Admitting he had been in the audience on other occasions where his pastor had made controversial statements that he disagreed with lessens the impact that such speculation will have. And if it's a question about whether it's appropriate for Senator Obama to have a minister who is also a sharp critic of America, the same question would have to be asked of some of the religious leaders who are close to Senator McCain, such as John Hagee. It is undeniably racist to have one standard that punishes a black politician for belonging to a congregation led by an angry jeremiah, and not one that subjects white conservative politicians to the same standard for associating with gay-bashing extremists who see the current war in the Middle East as a precursor to the extermination of all non-Christians.
Obama's gift, in his eloquent sermon last week, was to allow us to put all of our own relationships into context.

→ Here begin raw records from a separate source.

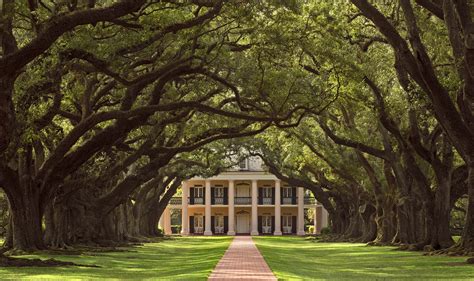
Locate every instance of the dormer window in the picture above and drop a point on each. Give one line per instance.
(243, 165)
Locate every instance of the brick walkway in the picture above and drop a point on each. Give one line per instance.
(242, 261)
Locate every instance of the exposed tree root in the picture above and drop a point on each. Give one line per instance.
(18, 262)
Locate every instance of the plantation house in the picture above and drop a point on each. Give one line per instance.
(243, 200)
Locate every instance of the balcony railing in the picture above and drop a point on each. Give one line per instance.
(267, 201)
(175, 201)
(243, 200)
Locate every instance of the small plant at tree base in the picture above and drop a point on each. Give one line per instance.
(326, 231)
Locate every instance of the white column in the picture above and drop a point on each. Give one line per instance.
(162, 222)
(277, 208)
(184, 209)
(231, 214)
(300, 224)
(207, 214)
(254, 208)
(167, 221)
(325, 218)
(315, 220)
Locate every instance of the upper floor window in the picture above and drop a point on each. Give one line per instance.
(266, 192)
(219, 192)
(243, 165)
(199, 192)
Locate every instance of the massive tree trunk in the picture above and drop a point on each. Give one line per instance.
(26, 221)
(467, 238)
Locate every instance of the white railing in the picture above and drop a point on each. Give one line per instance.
(243, 200)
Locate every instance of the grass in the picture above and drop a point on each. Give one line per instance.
(185, 258)
(299, 258)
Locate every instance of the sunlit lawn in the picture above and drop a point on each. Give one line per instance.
(189, 258)
(300, 258)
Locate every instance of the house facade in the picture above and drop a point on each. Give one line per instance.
(243, 200)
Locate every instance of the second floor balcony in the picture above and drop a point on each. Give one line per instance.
(243, 201)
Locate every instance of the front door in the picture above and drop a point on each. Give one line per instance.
(267, 224)
(287, 224)
(198, 224)
(243, 223)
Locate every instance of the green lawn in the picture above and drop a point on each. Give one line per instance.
(186, 258)
(299, 258)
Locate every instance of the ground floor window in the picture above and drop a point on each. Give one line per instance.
(287, 224)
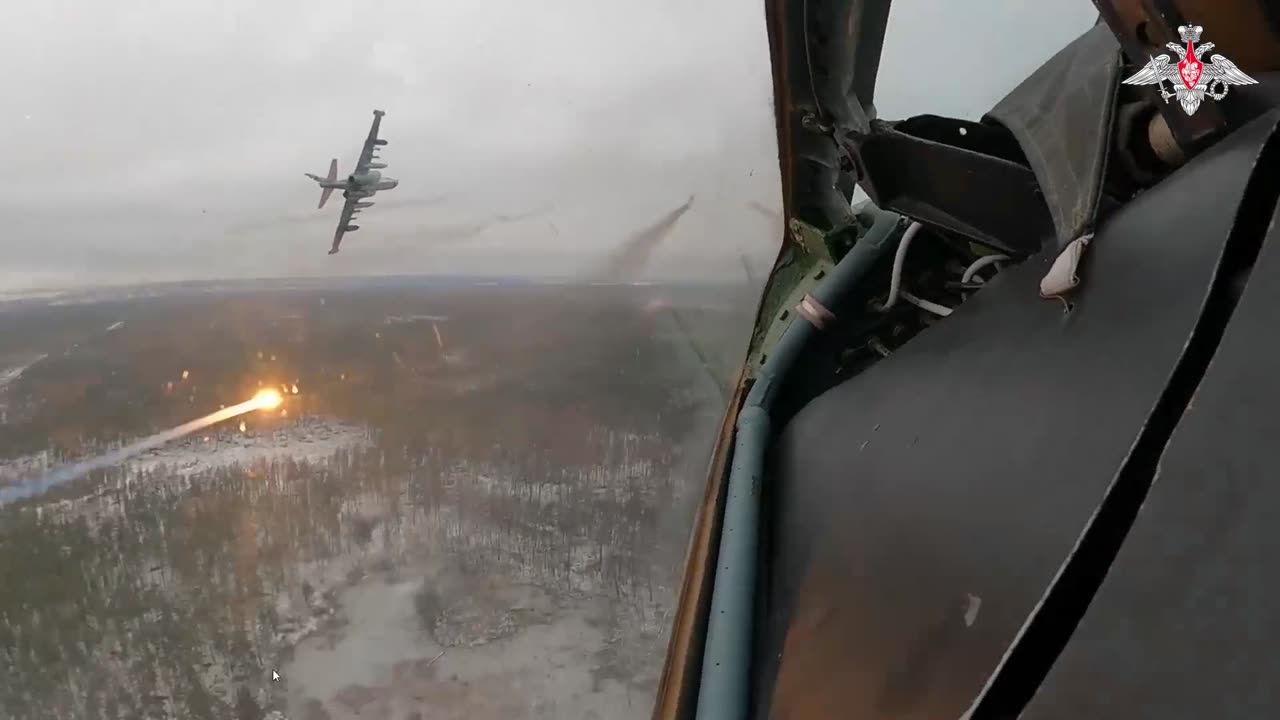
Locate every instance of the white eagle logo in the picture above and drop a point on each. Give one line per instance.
(1191, 78)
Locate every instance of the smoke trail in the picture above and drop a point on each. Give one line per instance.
(67, 473)
(639, 247)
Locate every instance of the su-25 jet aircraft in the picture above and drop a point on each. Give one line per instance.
(359, 186)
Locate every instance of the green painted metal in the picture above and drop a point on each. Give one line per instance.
(723, 692)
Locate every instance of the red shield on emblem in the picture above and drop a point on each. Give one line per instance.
(1191, 68)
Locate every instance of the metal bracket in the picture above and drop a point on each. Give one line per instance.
(958, 176)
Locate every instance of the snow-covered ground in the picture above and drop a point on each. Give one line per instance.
(13, 373)
(305, 440)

If it is racist to judge Obama, and certain black churches, by one standard and McCain and white fundamentalists by another, it is also incumbent on liberals to accord the same dignity to people like Hagee and Robertson, to look beyond the words and deeds we find objectionable and to attempt to see why it is others are inpired by them. In sum, we should give the same benefit to those we violently disagree with that we give to those we love whose sentiments are equally objectionable to us. For those of us who had become skeptical of Obama as an "engine of change," last week gave us a refreshing chance to reappraise his candidacy, and in a way favorable to him.